“Scene text”的意思、由来-开放百科全书

Scene text is text that appears in an image captured by a camera in an outdoor environment. The detection and recognition of scene text from camera captured images are computer vision tasks which became important after smart phones with good cameras became ubiquitous. The text in scene images varies in shape, font, colour and position. The recognition of scene text is further complicated sometimes by non-uniform illumination and focus.

To improve scene text recognition, the International Conference on Document Analysis and Recognition (ICDAR) conducts a robust reading competition once in two years. The competition was held in 2003, 2005^[1]^[2]^[3] and during every ICDAR conference. ^[4]^[5] ^[6] International association for pattern recognition (IAPR) has created a list of datasets as Reading systems. ^[7]

Text detection

Text detection is the process of detecting the text present in the image, followed by surrounding it with a rectangular bounding box. Text detection can be carried out using image based techniques or frequency based techniques.
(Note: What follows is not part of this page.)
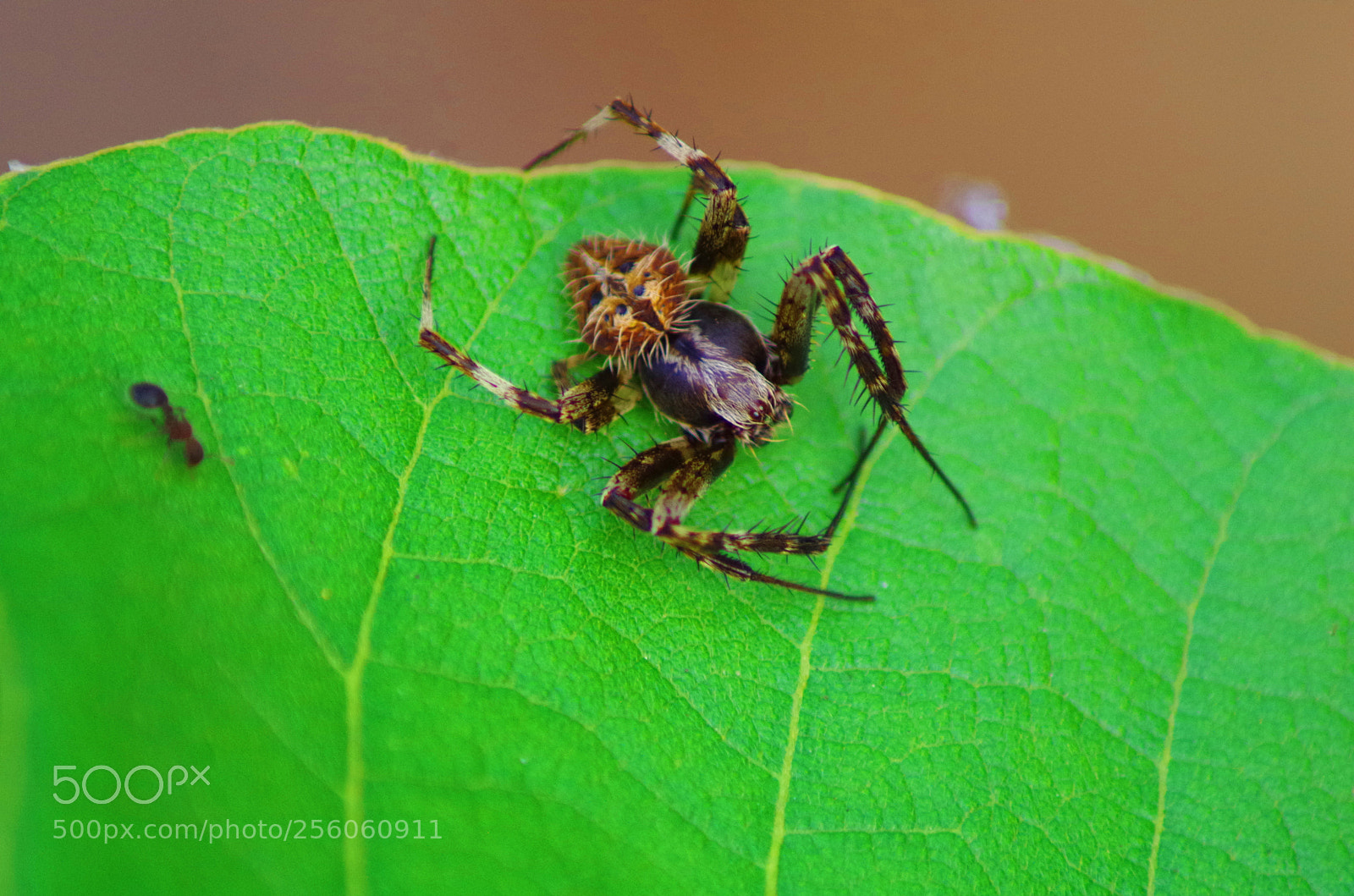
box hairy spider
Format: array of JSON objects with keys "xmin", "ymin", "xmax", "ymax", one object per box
[{"xmin": 418, "ymin": 100, "xmax": 977, "ymax": 601}]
In image based techniques, an image is segmented into multiple segments. Each segment is a connected component of pixels with similar characteristics. The statistical features of connected components are utilised to group them and form the text. Machine learning approaches such as support vector machine and convolutional neural networks are used to classify the components into text and non-text.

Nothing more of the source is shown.